Vote de la peur et de l'intolérance, décision inquiétante: l'interdiction de construire des minarets en Suisse, adoptée dimanche par référendum, a suscité lundi une levée de boucliers en Europe et dans des pays musulmans.

De nombreux responsables européens ont déploré le choix des Suisses et exprimé des craintes face aux conséquences de cette décision. D'autres, moins nombreux, ont estimé que ce vote reflétait une préoccupation réelle qui devait être prise en compte. Lundi en fin de journée, aucun pays musulman n'avait réagi officiellement.

Résumant le malaise européen, le ministre français de l'Immigration Eric Besson a déclaré qu'il «ne faudrait pas donner le sentiment de stigmatiser une religion, en l'occurrence l'islam».

La présidence suédoise de l'UE a jugé «surprenant» de soumettre un tel sujet à référendum. «Il n'y a pas de problèmes entre les musulmans et les Européens dans l'Union européenne», a déclaré la ministre suédoise chargée de l'Intégration, Nyamko Sabumi.

Wolfgang Bosbach, un responsable de la CDU, le parti de la chancelière allemande Angela Merkel, a estimé que ce vote traduisait la peur d'une islamisation de la société existant aussi en Allemagne: «Cette crainte doit être prise au sérieux».

Le ministre français des Affaires étrangères, Bernard Kouchner, s'est déclaré «un peu scandalisé» par un vote qui est selon lui une expression «d'intolérance».

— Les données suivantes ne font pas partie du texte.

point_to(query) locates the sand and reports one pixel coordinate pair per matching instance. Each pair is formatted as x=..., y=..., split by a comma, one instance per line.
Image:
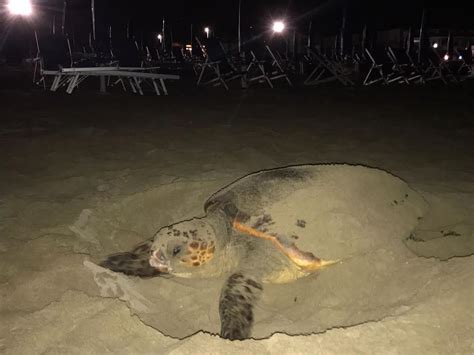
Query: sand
x=84, y=176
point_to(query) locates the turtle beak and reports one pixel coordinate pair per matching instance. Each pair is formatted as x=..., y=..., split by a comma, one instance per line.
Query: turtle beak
x=159, y=262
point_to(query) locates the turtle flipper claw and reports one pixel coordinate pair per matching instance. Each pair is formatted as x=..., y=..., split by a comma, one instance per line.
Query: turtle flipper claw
x=133, y=263
x=238, y=298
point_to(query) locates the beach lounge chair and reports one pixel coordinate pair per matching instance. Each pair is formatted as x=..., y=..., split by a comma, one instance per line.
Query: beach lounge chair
x=217, y=69
x=326, y=70
x=55, y=60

En Italie, le scrutin a suscité des réactions positives de plusieurs politiques, dont deux ministres de la Ligue du Nord, formation populiste qui appartient à la coalition gouvernementale dirigée par Silvio Berlusconi, et plusieurs députés de droite.

«Malheureusement, nous faisons face à une forte attaque contre notre identité de la part d'une religion intolérante comme l'islam», a déclaré Roberto Castelli, vice-ministre des Infrastructures et des Transports.

Il a en conséquence proposé que l'Italie ajoute un crucifix sur son drapeau national. Suggestion jugée «attrayante» et «extrêmement normale» par le ministre des Affaires étrangères, Franco Frattini, qui avait auparavant exprimé sa «préoccupation» devant le vote suisse, mais rejetée notamment par le ministre de la Défense, Ignazio La Russa, et par le maire de Rome Gianni Alemanno.

Le député néerlandais d'extrême droite Geert Wilders, dont le parti dénonce une «islamisation» de l'Europe et qualifie le Coran de «fasciste», a salué le résultat «fabuleux» en Suisse et appelé les Pays-Bas à organiser une consultation similaire.

Le vote des Suisses a été salué par d'autres partis d'extrême droite européens, comme le Front national en France ou le FPÖ et le BZÖ en Autriche.

En Suisse même, le secrétaire général de la conférence épiscopale, Mgr Felix Gm-r, a qualifié ce vote de «coup dur pour la liberté religieuse et l'intégration».

Le Vatican a abondé en ce sens, évoquant une «entrave (à) la liberté de religion», tout en reconnaissant l'existence d'un «sentiment d'aversion et de peur».

À Genève, le Rapporteur spécial de l'ONU pour la liberté de religion, Mme Asma Jahangir, a déclaré avoir «de profondes inquiétudes» et dénoncé une «discrimination évidente».

L'Assemblée parlementaire du Conseil de l'Europe s'est elle aussi déclarée «très préoccupée».

Amnesty International a évoqué «une violation de la liberté religieuse incompatible avec les conventions signées par la Suisse».

Dès dimanche, le grand Mufti d'Égypte, Ali Gomaa, a dénoncé une «insulte» pour tous les musulmans.

Le secrétaire général de l'Organisation de la conférence islamique (OCI) Ekmeleddin Ihsanoglu s'est dit lundi «déçu et préoccupé» par la «recrudescence des incitations anti-islamiques en Europe», appelant à des réactions «pacifiques».

La Nahdlatul Ulama, principale organisation musulmane d'Indonésie, plus grand pays musulman au monde, y a vu un signe de «haine» et d»'intolérance», tout en appelant elle aussi à «ne pas réagir avec excès».

Ce vote «reflète l'islamophobie extrême» des Occidentaux, a affirmé le Pakistanais Khurshid Ahmad, vice-président du Jamaat-e-islami, parti islamique radical siégeant au parlement.

Un influent dignitaire religieux chiite libanais, l'ayatollah Fadlallah, a dénoncé un vote «destiné à inciter au racisme contre les musulmans en Occident».